The stage, screen and television star discusses her role in the new film comedy, Last Vegas.
Actress Mary Steenburgen
Tavis: Oscar-winning actress Mary Steenburgen easily moves from drama to comedy, co-starring in movies as diverse as “The Help” and “Elf.” She’s now costarring with an impressive array of actors, all Oscar winners, in a new comedy called “Last Vegas.”
She shares the screen with De Niro, Klein, Freeman, Douglas. We’ll take a look at “Last Vegas,” which opens this Friday.
Tavis: (Laughter) Where else do you start this conversation? Michael Douglas, Kevin Kline, Robert De Niro, Morgan Freeman, Mary Steenburgen. Five Academy winners – the entire, all the leads are Oscar winners.
Mary Steenburgen: I know. It was amazing. It was a privilege. Just to hang out with those guys was a total joy, and I really felt like the luckiest person on the planet.
Tavis: And the only girl.
Steenburgen: And the girl. (Laughter) I was like the Angie Dickenson of the Rat Pack.

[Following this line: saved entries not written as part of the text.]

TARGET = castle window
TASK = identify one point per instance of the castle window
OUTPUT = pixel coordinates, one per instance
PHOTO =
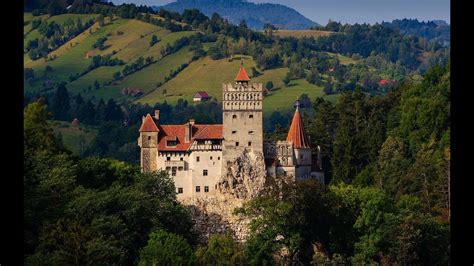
(173, 171)
(171, 143)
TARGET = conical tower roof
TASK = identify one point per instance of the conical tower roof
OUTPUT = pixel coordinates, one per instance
(149, 125)
(296, 134)
(242, 75)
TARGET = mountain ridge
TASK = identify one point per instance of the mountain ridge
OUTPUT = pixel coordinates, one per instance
(255, 15)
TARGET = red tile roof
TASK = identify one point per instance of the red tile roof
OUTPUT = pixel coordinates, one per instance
(296, 134)
(201, 94)
(149, 125)
(242, 75)
(177, 132)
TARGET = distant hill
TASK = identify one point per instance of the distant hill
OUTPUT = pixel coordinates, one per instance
(437, 30)
(255, 15)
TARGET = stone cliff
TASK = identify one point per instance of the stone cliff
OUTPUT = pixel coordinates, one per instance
(245, 179)
(246, 176)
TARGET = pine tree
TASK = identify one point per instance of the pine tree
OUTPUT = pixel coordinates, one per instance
(60, 105)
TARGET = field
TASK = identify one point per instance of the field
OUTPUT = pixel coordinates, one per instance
(72, 135)
(60, 19)
(129, 39)
(75, 60)
(302, 33)
(146, 79)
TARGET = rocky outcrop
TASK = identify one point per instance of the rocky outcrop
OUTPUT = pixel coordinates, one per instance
(245, 176)
(214, 214)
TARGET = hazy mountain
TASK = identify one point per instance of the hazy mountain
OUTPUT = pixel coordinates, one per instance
(437, 30)
(255, 15)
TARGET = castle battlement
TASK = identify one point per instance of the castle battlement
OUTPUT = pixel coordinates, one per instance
(198, 156)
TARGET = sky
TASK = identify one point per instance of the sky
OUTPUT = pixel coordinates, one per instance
(352, 11)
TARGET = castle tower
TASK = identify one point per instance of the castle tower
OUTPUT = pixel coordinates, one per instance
(242, 117)
(148, 142)
(298, 137)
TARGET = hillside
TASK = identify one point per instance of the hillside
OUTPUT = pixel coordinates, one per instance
(128, 39)
(208, 75)
(255, 15)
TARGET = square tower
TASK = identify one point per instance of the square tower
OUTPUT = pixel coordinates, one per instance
(242, 117)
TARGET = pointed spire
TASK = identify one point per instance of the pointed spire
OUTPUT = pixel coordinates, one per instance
(242, 75)
(149, 125)
(296, 134)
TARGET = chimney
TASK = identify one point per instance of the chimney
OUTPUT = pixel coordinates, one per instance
(188, 131)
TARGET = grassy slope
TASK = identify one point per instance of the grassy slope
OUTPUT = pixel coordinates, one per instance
(71, 135)
(204, 74)
(147, 78)
(302, 33)
(208, 75)
(74, 60)
(60, 19)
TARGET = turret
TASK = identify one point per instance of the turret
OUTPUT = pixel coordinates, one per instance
(298, 137)
(148, 142)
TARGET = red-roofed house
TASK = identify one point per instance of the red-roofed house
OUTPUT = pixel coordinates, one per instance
(201, 96)
(197, 156)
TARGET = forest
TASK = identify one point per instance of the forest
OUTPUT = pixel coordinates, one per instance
(387, 199)
(385, 148)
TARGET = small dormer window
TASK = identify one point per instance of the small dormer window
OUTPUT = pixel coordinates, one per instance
(171, 143)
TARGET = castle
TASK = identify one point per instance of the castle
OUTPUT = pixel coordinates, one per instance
(197, 155)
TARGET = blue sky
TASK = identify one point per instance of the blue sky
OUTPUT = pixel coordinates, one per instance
(352, 11)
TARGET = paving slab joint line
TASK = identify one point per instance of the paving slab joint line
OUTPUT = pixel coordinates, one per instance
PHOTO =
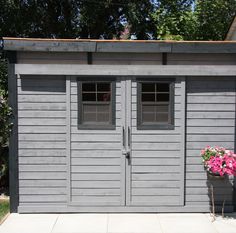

Tavis: Yeah, how did you manage that?
Steenburgen: Very well, thank you. (Laughter) Yeah, it was great. I love them all, and they’re so different.
Steenburgen: Yet there was so much chemistry, I think, among all of us, and we just had the best time. There’s something really beautiful about doing, acting with people like that at this moment in my life, when nobody’s, like, rushing off to see what their next job and looking. People were just absolutely enjoying working together, and the fact that we’ve all kind of survived this crazy business and we’re in this wonderful comedy that also has something to say about friendship and aging. It just felt like a privilege.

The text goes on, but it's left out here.